Gamma-Correct Rendering (sRGB)

Overview

CRT monitors have the inherent property that they do not respond to input signals in a linear fashion. The input voltage is not directly proportional to the output luminance, so a voltage of 50% does not result in a luminance of 50%. This means that a color of RGB 0.5/0.5/0.5 will not be displayed as a mid-gray as expected but due to the exponential response curve, rather as a gray with 25% intensity.


Gamma Curve

The CRT response mapping has the property that more resolution is given to low-luminance RGB values. This is is actually good since it fits the human visual system well. The RGB color space is commonly quantized to 8 bits per component. This quantization that includes only 256 shades will inevitably result in noticeable color banding when viewing a gradient. The human eye can distinguish more shades in lower luminance values than in higher values. So if a color space has more resolution in the low-luminance values, the gradient will be more perceptually uniform. This means that a constant increase of the intensity will result in a constant increase in the perceived brightness.

The transformation that monitors apply to the image can be described as an exponential function, called gamma curve. This curve is standardized as sRGB with an exponent of 2.2. sRGB is the color space that is used by Windows, the WWW (according to W3C) and most image formats including JPEG. This means that most devices like scanners and digital cameras encode the image in sRGB as well. So sRGB material is ubiquitous. It is important to note though that sRGB is not a separate image format. It just describes how the RGB color values stored in standard image files should be interpreted.

Correcting Gamma

Properly respecting gamma involves two basic steps: input and output gamma correction.

Output Gamma

Since the monitor is applying a gamma curve to the output, the input needs to be conditioned by applying the inverse. CryENGINE will automatically take care of that when sRGB support is enabled.

If no output gamma correction is applied, the final output will look too dark. The image below shows the difference for a linear gradient that is displayed without correction (top) and with proper gamma correction (bottom).


Gradients in linear and sRGB space. Note how the uncorrected gradient (top) is too dark.

Input Gamma

As mentioned above, most color images (photos and images painted in an image editing tool) are stored in sRGB space to make best use of the limited 8 bits of precision and reduce visible banding artifacts. However, there is a big caveat when using sRGB input images for rendering. Most of the rendering equations assume linear input values and as stated before, sRGB is exponential and hence not linear. Light accumulation for example should be done in linear space.

Modern GPU's support doing the sRGB to linear conversion on the fly when sampling a texture. It is only required to flag textures as sRGB. IN CryENGINE, the corresponding parameter can be set individually for each texture with the texture presets and settings.

sRGB should only be used for color textures, that is photos or textures that are painted in Photoshop. Other textures that contain computed data like normal maps should be stored with linear encoding, hence not as sRGB. Note as well that sRGB is only required for textures with 8 bits per channel. Texture formats with more bits have enough precision to store linear color values without banding artifacts.

Using sRGB in CryENGINE

Enabling sRGB

  • sRGB can be enabled by setting r_UseSRGB to 1.
  • sRGB usage should be configured in the system.cfg. Changing sRGB usage at run-time is not supported (unless you are using dx9 on PC) and may result in some textures being in sRGB and some in non-sRGB mode.
  • When r_displayinfo is on, "SRGB" is displayed in the feature line in case sRGB rendering is enabled.


Example of having sRGB disabled (left) and enabled (right). Note the overexposure and banding in the non-gamma-corrected image.

Monitor Calibration

To get best results, monitor brightness and contrast should be adjusted so that the display can show a maximized color range. This helps to get more consistent color results among different displays as well.

There is a small utility integrated in the engine that can help to adjust the display.

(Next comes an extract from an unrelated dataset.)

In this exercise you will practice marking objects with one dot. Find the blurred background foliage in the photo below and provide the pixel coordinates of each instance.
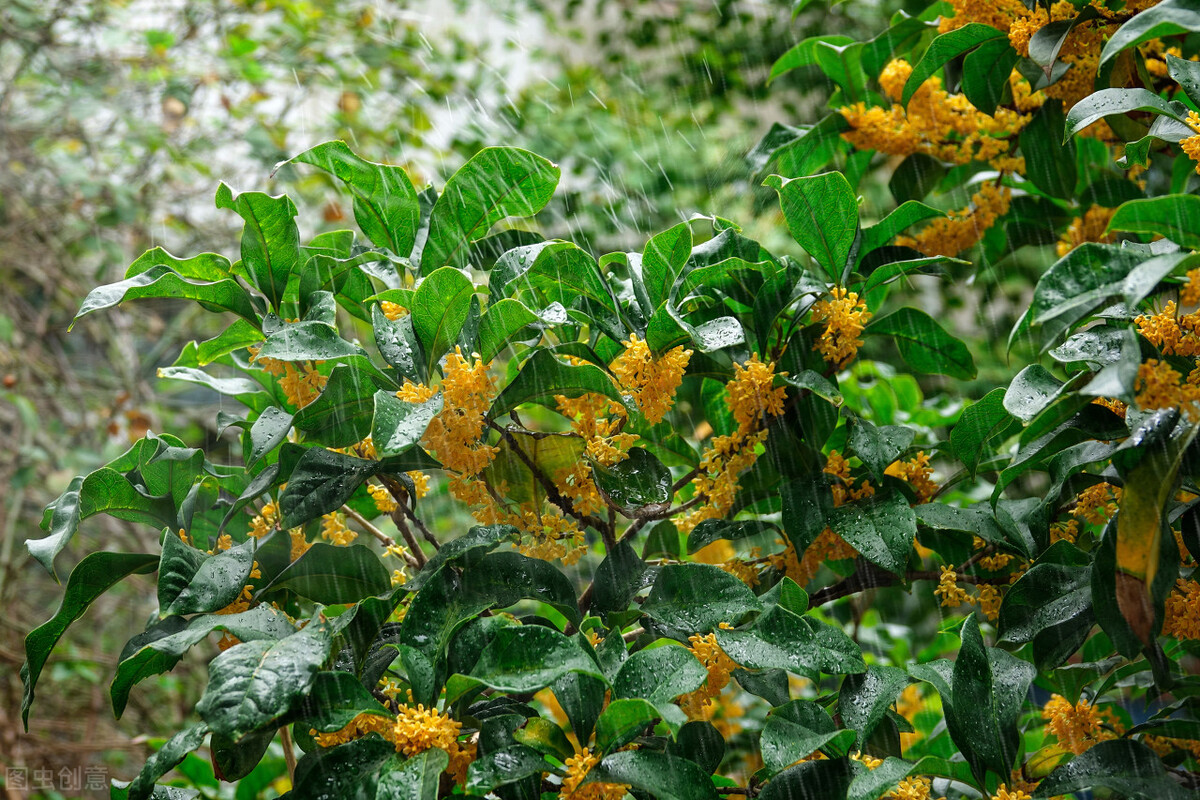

It can be accessed by setting r_showGammaReference to 1. The utility displays a standard gamma gradient and interlaced references/tests.

The calibration is easy to do and usually won't take more than 2 minutes.


Gamma utility (r_ShowGammaReference=1)

The first test image is an interlaced square on a gray background, Adjust your display brightness and contrast so that the middle square color blends with background color. Moving away from the monitor a bit and slightly closing your eyes helps when setting this up.

Televisions apply image rescaling by default, so results are no longer pixel-accurate which is required for the test. You might want to skip this first test for televisions.

Alternatively, there might be an option in the television to disable image rescaling. You can do that, perform the test and re-enable the scaling afterwards.

The second image contains gradients. For this test you need to adjust your display brightness and contrast settings, so that each shade in the gradient is clearly visible while at the same time trying to keep the result of the previous test. The dark shades at the end should be almost indistinguishable.


Luminance gradients in linear and sRGB space

Console Specific Notes

The Xbox 360 does an additional gamma adjustment that takes the sRGB front buffer and converts it to a gamma that is closer aligned to a TV's response curve.

Other platforms do not necessarily perform this additional adjustment, so the same scene may look darker on the Xbox 360 compared to other platforms.